Your body is your machine, and the fuel that you put into it will have an impact on your running endurance, as well as your overall health. You’ll often hear about “carbo-loading,” a term for eating a lot of carbohydrates before a race. While this does have value during when it comes to race day, there’s a lot more to it than just eating plates of cookies and baked goods. Whole, complete nutrition is essential to daily health, and when it comes to the nutrition needed for better running endurance, you want to eat quality foods that are easily digested and not overly filling.
Nutrition for Better Running Endurance: What About Carbs?
Believe it or not, starting your race day or training day with protein or even a healthy fat isn’t ideal, because it takes more time for your body to digest and access that energy (Although, many people do use protein shakes and powders during the recovery period). Start your training day with complex carbohydrates, like whole grains, fresh fruits, and vegetables. After your run, add in healthy proteins, like fish and nuts, as well as those healthy fats, like avocado or grass-fed butter. And, yes, you should always remember to stay well-hydrated, not just during your run, but throughout each day, with water and sports drinks.
When race day does come along, you don’t actually want to scarf down complex carbohydrates an hour before the race. Ideally, you want to have been eating these carbohydrates for a few days leading up to the big day, so that your body has proper storage of glycogen, the accessible form of energy that comes from these carbs. In fact, just before a race, most of your diet should come from healthy, complex carbohydrates.
Running is an amazing, healthy activity, there’s no doubt about it, but it is also hard on your body. Healthy meals aren’t always enough for distance runners. As a runner, no matter how carefully you train, you’re fighting against inflammation and the chances of injury.
Omega-3s for Less Pain and More Endurance
That’s why I’m such an advocate for adding omega-3s into your diet and as part of your vitamin regimen. Omega-3s are important for all of us, but runners especially benefit from the lowered inflammatory action of omega-3 fatty acids. Less inflammation means less pain and more stamina. Go ahead and browse through our reviews of the top omega-3 products on the market today, and choose one that works for you. I’ve been pretty open about my own love of Omega XL, particularly when I learned that its specific oil has been shown to improve lung capacity in runners.

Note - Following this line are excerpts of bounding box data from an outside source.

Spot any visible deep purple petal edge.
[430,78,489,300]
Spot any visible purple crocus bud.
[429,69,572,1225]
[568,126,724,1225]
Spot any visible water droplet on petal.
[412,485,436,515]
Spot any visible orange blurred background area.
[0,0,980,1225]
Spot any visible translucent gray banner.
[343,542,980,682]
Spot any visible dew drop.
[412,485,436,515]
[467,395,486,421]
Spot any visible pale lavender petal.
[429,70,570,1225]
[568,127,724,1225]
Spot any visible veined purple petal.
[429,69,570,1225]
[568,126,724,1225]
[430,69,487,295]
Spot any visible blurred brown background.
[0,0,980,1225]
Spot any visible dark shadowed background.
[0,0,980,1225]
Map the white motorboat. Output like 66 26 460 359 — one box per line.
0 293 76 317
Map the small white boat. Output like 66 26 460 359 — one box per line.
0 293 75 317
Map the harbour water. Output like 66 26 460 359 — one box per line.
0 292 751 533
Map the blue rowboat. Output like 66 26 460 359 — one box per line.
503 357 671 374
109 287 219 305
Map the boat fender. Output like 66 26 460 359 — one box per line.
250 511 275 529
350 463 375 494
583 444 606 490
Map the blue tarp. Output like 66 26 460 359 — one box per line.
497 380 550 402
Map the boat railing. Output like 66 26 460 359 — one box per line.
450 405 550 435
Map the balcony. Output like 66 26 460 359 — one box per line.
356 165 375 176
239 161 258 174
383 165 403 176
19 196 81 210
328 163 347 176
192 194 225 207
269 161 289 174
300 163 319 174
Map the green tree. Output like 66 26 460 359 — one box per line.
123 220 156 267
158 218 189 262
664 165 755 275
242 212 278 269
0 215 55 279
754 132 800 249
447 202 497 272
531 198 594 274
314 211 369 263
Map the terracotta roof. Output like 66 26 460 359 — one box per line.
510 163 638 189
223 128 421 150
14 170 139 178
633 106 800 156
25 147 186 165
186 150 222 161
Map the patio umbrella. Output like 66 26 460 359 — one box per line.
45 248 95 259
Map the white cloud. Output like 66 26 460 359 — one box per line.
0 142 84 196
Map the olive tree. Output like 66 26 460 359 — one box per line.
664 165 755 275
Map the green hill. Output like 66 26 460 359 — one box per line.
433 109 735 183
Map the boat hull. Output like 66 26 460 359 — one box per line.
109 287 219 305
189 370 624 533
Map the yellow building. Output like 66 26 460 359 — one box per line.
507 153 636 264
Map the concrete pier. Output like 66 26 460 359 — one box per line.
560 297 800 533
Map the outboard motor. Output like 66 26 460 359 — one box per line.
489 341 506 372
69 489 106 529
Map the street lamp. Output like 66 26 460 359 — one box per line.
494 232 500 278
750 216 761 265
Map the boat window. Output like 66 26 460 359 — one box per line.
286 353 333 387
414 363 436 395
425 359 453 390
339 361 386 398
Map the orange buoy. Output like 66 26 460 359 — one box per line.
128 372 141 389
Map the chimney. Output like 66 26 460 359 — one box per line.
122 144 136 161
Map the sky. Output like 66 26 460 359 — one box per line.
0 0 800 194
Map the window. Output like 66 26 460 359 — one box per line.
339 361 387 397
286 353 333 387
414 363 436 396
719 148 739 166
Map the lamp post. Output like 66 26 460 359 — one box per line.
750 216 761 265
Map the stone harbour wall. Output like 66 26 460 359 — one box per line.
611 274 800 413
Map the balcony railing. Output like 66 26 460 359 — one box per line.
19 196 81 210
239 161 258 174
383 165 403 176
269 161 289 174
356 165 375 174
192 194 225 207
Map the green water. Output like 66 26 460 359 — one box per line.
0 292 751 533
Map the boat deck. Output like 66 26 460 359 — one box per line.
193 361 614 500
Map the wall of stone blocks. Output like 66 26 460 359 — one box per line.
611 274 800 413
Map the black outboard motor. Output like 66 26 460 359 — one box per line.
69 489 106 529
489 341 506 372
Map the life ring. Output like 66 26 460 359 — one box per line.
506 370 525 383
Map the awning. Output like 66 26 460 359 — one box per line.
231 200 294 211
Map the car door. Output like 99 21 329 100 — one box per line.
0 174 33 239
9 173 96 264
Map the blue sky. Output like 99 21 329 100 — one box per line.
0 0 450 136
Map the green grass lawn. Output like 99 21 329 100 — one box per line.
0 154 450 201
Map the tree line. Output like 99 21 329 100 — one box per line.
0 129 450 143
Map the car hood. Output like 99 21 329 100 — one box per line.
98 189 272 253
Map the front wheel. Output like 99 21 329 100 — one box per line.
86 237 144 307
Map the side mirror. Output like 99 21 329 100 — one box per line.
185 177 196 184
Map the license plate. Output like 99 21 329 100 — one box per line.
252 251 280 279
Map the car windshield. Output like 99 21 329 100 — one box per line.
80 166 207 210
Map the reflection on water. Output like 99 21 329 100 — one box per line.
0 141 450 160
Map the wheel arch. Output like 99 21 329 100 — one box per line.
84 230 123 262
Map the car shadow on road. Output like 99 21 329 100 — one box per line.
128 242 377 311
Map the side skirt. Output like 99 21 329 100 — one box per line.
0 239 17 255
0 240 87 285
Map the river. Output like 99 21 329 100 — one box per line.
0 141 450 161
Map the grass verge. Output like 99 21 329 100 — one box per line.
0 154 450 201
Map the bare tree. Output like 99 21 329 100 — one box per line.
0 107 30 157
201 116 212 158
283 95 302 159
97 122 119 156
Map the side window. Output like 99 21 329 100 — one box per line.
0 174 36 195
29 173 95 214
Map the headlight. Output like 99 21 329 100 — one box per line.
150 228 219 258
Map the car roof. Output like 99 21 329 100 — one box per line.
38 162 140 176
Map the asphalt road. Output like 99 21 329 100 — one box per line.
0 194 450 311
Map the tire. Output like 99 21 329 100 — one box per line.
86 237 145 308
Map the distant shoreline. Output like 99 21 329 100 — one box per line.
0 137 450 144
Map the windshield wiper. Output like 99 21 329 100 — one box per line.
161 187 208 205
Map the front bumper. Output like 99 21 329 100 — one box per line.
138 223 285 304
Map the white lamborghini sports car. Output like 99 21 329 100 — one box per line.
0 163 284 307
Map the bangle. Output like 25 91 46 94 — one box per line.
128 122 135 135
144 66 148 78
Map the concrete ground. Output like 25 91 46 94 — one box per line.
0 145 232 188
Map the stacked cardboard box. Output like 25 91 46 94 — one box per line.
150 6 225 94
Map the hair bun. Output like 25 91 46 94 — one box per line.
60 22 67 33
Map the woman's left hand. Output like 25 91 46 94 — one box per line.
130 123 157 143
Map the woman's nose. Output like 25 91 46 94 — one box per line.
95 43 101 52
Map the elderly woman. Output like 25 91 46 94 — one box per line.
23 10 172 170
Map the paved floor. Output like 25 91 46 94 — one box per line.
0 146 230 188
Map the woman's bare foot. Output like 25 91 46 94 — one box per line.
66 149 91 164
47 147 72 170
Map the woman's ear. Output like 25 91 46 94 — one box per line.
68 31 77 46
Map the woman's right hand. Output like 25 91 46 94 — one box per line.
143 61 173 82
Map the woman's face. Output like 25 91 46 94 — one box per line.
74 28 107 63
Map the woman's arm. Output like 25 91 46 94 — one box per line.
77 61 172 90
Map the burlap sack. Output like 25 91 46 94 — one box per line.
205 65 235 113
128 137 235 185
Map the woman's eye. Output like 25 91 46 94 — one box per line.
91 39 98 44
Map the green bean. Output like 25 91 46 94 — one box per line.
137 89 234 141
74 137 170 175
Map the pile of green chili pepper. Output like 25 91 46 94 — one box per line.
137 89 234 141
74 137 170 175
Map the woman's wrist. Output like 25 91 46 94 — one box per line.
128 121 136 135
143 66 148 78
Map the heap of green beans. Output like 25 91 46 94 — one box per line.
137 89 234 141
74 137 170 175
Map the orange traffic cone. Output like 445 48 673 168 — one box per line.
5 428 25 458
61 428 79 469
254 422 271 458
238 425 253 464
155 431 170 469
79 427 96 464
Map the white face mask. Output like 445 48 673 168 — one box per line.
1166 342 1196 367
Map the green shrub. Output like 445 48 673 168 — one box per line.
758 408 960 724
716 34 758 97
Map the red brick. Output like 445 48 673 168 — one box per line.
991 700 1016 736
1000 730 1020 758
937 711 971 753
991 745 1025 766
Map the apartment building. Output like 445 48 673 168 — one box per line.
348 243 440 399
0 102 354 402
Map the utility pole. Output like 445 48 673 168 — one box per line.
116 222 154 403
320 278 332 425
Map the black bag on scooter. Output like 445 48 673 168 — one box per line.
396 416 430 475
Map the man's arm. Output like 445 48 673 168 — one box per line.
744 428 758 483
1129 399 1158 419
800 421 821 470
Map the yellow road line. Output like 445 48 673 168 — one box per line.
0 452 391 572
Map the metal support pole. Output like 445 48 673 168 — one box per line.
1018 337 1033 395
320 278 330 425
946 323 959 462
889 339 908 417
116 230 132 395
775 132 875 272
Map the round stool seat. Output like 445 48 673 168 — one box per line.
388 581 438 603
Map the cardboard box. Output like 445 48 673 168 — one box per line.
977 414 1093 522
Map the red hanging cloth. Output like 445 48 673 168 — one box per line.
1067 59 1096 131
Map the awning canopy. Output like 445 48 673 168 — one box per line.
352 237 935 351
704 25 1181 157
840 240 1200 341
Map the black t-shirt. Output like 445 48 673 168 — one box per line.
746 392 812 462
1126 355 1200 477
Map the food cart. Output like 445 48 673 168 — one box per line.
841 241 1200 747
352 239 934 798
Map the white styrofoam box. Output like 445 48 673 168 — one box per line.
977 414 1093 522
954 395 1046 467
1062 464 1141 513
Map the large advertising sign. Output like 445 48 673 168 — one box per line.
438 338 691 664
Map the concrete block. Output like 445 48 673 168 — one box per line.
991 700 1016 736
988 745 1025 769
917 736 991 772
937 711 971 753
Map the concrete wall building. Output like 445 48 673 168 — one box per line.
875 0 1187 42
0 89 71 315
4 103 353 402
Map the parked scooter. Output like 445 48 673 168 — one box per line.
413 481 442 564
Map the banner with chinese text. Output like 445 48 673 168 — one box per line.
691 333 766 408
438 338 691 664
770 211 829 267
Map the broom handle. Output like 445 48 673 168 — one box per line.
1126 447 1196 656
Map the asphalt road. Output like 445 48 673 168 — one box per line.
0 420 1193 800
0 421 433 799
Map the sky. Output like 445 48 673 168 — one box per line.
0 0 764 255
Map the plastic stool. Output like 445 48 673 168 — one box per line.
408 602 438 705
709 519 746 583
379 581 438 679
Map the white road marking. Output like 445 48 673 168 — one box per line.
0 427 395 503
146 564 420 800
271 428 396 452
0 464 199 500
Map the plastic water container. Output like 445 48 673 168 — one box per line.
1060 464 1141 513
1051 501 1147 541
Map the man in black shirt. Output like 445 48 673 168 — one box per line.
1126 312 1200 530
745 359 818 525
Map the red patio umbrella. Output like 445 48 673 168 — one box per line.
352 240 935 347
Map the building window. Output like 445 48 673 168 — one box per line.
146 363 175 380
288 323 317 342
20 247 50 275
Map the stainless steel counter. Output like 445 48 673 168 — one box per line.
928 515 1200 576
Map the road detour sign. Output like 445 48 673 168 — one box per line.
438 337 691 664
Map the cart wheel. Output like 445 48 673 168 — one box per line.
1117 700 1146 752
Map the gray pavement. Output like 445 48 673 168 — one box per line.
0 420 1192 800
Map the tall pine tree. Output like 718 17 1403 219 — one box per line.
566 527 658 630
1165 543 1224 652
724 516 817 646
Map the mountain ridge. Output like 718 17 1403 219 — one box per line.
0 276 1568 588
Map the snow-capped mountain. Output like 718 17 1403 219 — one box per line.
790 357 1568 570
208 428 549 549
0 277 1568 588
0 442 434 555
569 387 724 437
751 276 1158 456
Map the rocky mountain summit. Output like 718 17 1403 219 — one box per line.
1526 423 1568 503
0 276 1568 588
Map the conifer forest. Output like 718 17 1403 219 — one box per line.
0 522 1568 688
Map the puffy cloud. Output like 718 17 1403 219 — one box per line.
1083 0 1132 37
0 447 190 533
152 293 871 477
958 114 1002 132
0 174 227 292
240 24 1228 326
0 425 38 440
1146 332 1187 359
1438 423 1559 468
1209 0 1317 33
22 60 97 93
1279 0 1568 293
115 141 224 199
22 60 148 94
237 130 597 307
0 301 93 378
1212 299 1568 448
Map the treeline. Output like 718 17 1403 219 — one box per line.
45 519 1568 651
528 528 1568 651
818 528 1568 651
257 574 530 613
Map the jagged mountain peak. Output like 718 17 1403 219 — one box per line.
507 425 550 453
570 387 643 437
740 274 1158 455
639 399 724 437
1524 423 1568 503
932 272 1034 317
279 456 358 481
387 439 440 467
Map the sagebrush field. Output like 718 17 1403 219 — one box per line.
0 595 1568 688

A realistic training plan and proper nutrition are the cornerstones of distance running, but we can’t discount the importance of quality sleep, and, overall, listening to your body. If you need an extra rest day, take an extra rest day.
Additional Tips to Run Farther
Something else you’ll want to look out for as a runner, particularly if you’re running more for health and less for races, is avoiding boredom. Don’t be afraid to mix up locations, take a break from the treadmill and head to the park, or create the ultimate running playlist to motivate you while you run. Another unexpected reminder? Care for your workout clothes, especially your shoes. Worn-out shoes is a surefire way to end up with an iliotibial band injury as I did!
The last thing you want is for an injury to sabotage your goals. Take it slow and steady. Focus on proper goal-setting and nutrition. It really does win the race.